A breeze opens a metal gate and blows into a passageway that still smells of damp earth and bygone days. In the dim lighting, you can make out a series of golden sparkles in the half light, portents of fortune.
Going into one of the mines in Abangares is like being one of those adventurers who left behind friends and family to enter the bowels of the mountains and find the much coveted golden metal.
These thoughts captivate me while I look around the Boston Tunnel, known as one of the passageway tunnels in the Abangares Ecomuseum. Today, this passage is blocked with dirt, but about 100 years ago, it was one of the main mining shafts from which hundreds of tons of gold were removed.
It all started in the 1890s, when the mining industry was opened in the canton of Abangares. With it came foreign companies to exploit mineral resources in the area on a large scale.
“Hundreds of workers were mobilized in and out of the country to do the dirty and heavy extracting work. Most of them left their lives behind in the tunnels as a result of the preposterous exploitation to which they were subjected, as well as alternative respiratory disorders, skin and digestive diseases, in addition to [deaths] caused by accidents, venereal infections and alcoholism,” relates the book La Guerra del Oro (The Gold War) by Antonio Castillo Rodriguez.
Founded in 1991, visitors to the Ecomuseum become a permanent part of Costa Rican mining history and the exuberant nature of the La Sierra district of Abangares.

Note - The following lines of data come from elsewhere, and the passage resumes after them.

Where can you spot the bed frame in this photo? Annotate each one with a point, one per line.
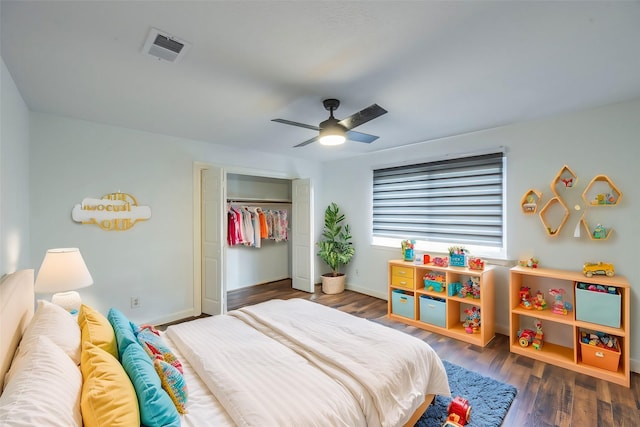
(17, 302)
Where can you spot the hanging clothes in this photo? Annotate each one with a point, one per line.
(249, 225)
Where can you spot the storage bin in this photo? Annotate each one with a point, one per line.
(402, 304)
(600, 357)
(598, 307)
(433, 310)
(456, 260)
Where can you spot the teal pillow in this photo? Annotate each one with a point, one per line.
(123, 329)
(156, 407)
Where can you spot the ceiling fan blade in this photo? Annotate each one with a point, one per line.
(308, 141)
(352, 135)
(363, 116)
(302, 125)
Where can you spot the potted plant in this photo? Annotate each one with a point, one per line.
(336, 249)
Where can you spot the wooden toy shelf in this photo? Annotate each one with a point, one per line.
(568, 355)
(408, 278)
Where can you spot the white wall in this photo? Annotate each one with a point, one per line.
(72, 159)
(14, 177)
(597, 141)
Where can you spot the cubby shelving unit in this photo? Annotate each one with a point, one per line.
(408, 277)
(569, 354)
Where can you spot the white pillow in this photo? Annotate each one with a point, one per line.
(56, 323)
(44, 389)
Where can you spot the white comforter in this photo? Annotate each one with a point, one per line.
(303, 364)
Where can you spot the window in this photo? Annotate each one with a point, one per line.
(454, 201)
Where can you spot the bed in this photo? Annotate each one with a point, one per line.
(282, 362)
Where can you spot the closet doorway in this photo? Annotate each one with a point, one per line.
(212, 260)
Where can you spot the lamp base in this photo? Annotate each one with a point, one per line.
(70, 301)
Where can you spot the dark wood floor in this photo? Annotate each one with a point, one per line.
(547, 395)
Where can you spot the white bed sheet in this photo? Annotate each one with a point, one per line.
(257, 388)
(204, 408)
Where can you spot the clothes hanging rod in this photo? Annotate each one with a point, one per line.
(258, 201)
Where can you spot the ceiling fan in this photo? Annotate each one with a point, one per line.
(333, 131)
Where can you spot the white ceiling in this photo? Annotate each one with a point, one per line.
(440, 68)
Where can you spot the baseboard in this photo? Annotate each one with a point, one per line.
(365, 291)
(179, 315)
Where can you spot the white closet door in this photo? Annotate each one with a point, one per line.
(213, 291)
(302, 253)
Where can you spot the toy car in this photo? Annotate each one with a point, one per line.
(526, 337)
(459, 411)
(591, 268)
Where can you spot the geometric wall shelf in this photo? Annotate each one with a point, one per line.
(601, 191)
(553, 215)
(565, 179)
(597, 233)
(530, 201)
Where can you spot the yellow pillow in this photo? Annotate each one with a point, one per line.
(97, 330)
(108, 397)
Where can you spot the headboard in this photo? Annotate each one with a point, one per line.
(16, 310)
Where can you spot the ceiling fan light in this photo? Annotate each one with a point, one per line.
(332, 135)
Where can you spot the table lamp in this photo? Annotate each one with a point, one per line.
(62, 271)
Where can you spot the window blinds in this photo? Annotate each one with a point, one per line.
(457, 201)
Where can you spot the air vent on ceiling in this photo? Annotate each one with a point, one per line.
(164, 46)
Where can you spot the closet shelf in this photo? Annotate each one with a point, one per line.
(255, 200)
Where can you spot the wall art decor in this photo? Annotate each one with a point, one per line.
(113, 212)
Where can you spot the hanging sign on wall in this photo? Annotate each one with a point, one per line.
(113, 212)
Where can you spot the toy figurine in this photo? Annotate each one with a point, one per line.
(531, 262)
(559, 306)
(538, 338)
(539, 302)
(472, 322)
(459, 411)
(525, 298)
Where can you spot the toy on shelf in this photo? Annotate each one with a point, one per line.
(407, 249)
(559, 305)
(459, 411)
(470, 288)
(538, 338)
(434, 281)
(472, 321)
(600, 232)
(539, 303)
(600, 339)
(525, 298)
(458, 256)
(531, 262)
(440, 261)
(598, 288)
(476, 263)
(525, 337)
(591, 268)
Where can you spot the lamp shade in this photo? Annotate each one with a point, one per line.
(331, 132)
(62, 270)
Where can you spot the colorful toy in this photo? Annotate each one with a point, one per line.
(538, 338)
(591, 268)
(434, 281)
(472, 321)
(531, 262)
(441, 262)
(459, 411)
(600, 339)
(559, 305)
(525, 337)
(539, 303)
(525, 298)
(600, 232)
(476, 264)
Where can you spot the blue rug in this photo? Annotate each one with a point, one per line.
(489, 399)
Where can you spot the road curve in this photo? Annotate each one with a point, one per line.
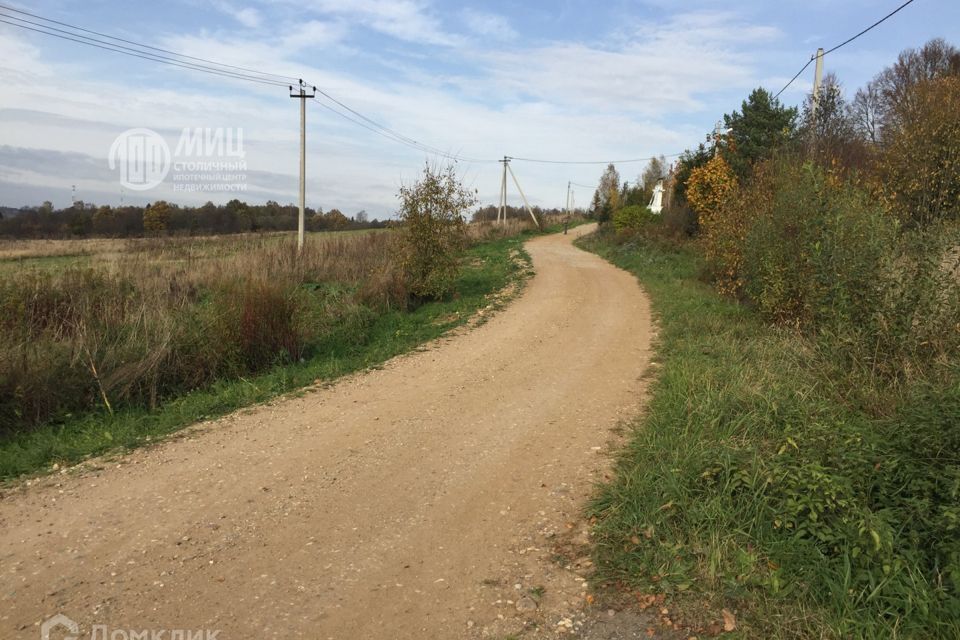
(387, 505)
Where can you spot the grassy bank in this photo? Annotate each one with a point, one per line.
(353, 327)
(753, 483)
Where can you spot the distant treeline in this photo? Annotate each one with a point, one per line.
(489, 213)
(161, 218)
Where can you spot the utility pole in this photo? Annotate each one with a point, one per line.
(718, 133)
(302, 95)
(506, 163)
(817, 81)
(502, 211)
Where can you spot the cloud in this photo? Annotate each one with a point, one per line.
(247, 16)
(489, 25)
(654, 70)
(407, 20)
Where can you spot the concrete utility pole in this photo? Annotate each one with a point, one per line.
(302, 95)
(502, 211)
(817, 81)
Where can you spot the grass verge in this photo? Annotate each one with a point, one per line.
(749, 484)
(489, 268)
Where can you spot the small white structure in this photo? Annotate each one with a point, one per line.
(656, 202)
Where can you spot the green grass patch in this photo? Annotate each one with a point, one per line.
(749, 483)
(360, 341)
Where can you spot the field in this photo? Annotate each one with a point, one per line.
(109, 343)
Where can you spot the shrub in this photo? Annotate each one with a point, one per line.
(919, 166)
(815, 254)
(433, 233)
(722, 219)
(631, 218)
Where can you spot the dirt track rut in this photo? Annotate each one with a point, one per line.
(419, 500)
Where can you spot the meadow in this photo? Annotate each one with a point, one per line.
(108, 343)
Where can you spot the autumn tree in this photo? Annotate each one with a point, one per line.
(433, 211)
(894, 85)
(156, 217)
(689, 160)
(919, 169)
(829, 129)
(711, 192)
(607, 196)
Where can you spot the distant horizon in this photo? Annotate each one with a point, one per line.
(546, 81)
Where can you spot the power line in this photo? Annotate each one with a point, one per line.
(262, 77)
(393, 136)
(542, 161)
(286, 79)
(845, 43)
(875, 24)
(91, 42)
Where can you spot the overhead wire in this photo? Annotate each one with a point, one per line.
(544, 161)
(393, 135)
(843, 44)
(145, 46)
(236, 72)
(99, 44)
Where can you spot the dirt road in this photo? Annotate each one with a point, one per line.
(426, 499)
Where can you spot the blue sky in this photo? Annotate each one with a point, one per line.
(564, 80)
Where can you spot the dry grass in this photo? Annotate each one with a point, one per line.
(132, 322)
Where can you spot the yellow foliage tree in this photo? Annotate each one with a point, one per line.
(711, 191)
(919, 167)
(156, 217)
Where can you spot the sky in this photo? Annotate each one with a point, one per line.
(556, 80)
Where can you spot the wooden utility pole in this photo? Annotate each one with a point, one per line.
(525, 203)
(302, 95)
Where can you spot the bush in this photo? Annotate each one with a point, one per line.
(820, 255)
(433, 233)
(711, 192)
(814, 256)
(631, 218)
(919, 167)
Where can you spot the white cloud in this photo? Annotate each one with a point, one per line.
(407, 20)
(489, 25)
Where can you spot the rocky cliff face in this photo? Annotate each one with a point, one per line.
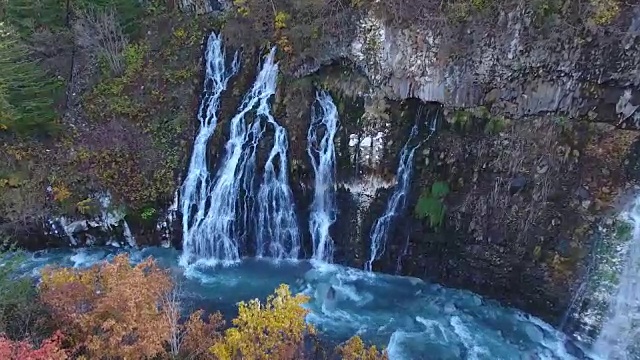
(509, 64)
(536, 143)
(537, 137)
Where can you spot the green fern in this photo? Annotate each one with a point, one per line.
(430, 205)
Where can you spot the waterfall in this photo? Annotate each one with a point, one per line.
(621, 330)
(398, 201)
(278, 235)
(323, 159)
(212, 234)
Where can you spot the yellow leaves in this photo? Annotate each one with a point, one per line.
(274, 330)
(281, 19)
(112, 308)
(354, 349)
(284, 44)
(84, 206)
(61, 193)
(604, 11)
(180, 34)
(242, 8)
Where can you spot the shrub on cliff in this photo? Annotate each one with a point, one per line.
(277, 330)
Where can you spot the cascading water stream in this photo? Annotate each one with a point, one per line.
(213, 235)
(323, 159)
(621, 330)
(278, 235)
(195, 188)
(398, 201)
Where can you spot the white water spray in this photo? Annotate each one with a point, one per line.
(398, 201)
(278, 235)
(621, 330)
(211, 237)
(323, 159)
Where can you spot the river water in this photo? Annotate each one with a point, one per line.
(411, 318)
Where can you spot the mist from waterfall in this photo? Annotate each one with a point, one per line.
(397, 204)
(322, 152)
(195, 190)
(621, 330)
(278, 235)
(212, 235)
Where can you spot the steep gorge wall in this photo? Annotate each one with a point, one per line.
(537, 146)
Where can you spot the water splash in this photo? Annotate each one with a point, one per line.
(278, 235)
(323, 159)
(212, 235)
(618, 338)
(398, 201)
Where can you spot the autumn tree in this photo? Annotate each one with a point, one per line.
(274, 330)
(112, 310)
(50, 349)
(354, 349)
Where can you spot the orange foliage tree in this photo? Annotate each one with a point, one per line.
(275, 330)
(354, 349)
(50, 349)
(119, 311)
(112, 310)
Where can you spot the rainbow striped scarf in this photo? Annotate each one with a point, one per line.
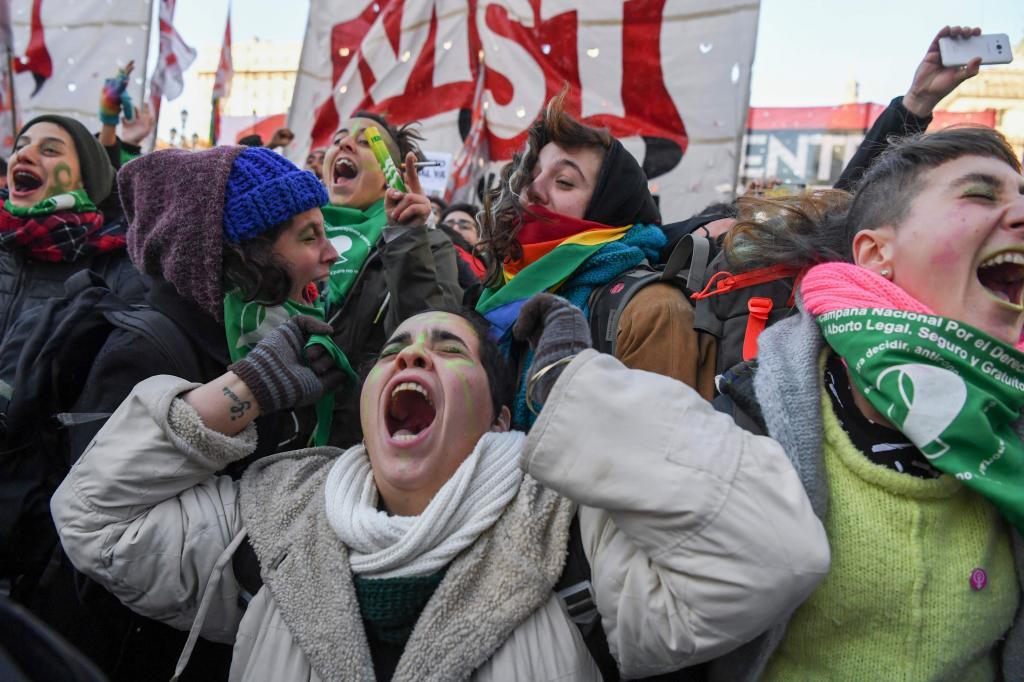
(554, 247)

From the moment we arrive, Victor Hugo Montoya, a local expert and guide, welcomes us warmly. And while I start to bombard him with questions, he warns me not to mix up the names of the locomotives.

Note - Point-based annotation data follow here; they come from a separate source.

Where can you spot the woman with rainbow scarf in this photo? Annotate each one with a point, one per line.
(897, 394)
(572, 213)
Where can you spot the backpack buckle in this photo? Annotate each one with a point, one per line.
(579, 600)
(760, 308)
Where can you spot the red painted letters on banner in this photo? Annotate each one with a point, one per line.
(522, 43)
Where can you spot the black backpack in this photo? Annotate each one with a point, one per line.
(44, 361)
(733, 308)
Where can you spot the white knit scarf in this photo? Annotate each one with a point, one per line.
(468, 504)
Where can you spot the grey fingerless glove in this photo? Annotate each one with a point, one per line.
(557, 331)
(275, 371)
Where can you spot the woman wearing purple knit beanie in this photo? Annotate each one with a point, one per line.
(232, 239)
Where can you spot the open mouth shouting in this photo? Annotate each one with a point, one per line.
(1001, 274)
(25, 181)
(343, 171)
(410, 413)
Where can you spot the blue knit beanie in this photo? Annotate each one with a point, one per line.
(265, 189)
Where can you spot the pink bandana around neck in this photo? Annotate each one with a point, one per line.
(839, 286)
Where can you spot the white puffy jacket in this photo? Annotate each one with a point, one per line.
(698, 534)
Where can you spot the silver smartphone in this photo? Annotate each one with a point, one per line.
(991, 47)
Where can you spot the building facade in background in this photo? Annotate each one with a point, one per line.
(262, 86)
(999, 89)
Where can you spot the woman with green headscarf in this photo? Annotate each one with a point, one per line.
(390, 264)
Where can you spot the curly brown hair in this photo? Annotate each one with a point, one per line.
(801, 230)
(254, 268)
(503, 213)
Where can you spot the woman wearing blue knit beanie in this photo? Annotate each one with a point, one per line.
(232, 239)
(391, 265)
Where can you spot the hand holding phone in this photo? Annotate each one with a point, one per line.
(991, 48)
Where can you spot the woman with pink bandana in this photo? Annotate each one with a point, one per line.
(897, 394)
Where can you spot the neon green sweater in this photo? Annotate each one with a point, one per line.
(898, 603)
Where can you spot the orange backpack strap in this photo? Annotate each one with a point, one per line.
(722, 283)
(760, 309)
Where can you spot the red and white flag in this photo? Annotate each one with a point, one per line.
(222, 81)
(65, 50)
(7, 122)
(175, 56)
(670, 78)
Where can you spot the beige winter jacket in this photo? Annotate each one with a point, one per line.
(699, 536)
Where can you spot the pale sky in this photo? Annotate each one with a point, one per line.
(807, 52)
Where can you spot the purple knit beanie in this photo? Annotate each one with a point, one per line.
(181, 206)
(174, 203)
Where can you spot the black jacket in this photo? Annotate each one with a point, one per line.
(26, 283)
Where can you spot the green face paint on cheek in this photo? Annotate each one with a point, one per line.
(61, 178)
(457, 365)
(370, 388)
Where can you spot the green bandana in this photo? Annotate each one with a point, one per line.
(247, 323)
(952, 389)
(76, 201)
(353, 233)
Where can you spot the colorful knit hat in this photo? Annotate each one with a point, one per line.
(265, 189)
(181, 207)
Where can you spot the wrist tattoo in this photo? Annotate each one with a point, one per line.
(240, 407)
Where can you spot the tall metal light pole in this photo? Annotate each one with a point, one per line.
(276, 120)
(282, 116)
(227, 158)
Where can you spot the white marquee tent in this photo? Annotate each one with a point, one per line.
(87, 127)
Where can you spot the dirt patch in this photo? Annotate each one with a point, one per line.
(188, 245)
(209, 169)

“Because one time a journalist wrote that one of the trains was called Maria Cecilia and the correct name is Maria Cristina,” he warns me. The other train, known as La Tulita, is up the mountain so that visitors can see it and get an idea of what the daily grind was like for those “iron oxen.”
As we move forward through the forest, the ascent becomes pronounced. After 15 minutes that leave us almost out of breath, Montoya decides to tell a story about something that happened in the mines.
“Miners came here from all over the world, but mainly from Central America. Once it happened that they were stealing gold. Because of this, the foremen in charge, who were black, were ordered to check every one of the miners as they were going out of the mines and to make them undress. But one of them, on one occasion, didn’t want to take off his clothes because he was one of the ones responsible for blowing up the dynamite he had to be constantly in and out of the mine. Due to this, the foreman shot at the miner, which set off a massacre between miners and foremen that lasted for three days, known down to today as La Matanza de Los Negros (The Massacre of the Blacks),” relates Montaya.
After passing the gunpowder house, where the explosives were kept, we finish the tour in the mallets building, a structure that, in its time, was more than three stories high and housed 80 iron mallets that were used to crush half a ton of gold per month.
Montoya estimates that, at the current price of gold of 15,000 colones ($28.50) per gram, at the peak of the mine production, half a ton of gold was removed per month, which amounts to more than 8 billion colones ($15,240,000).
Mining work today is very different from back then, more than 100 years ago, when they penetrated into the veins of the Abangares mountains. The current mining work is regulated by the government, but injustice, exploitation and sacrifices continue, as if gnawing the entrails of the mountains were cursed.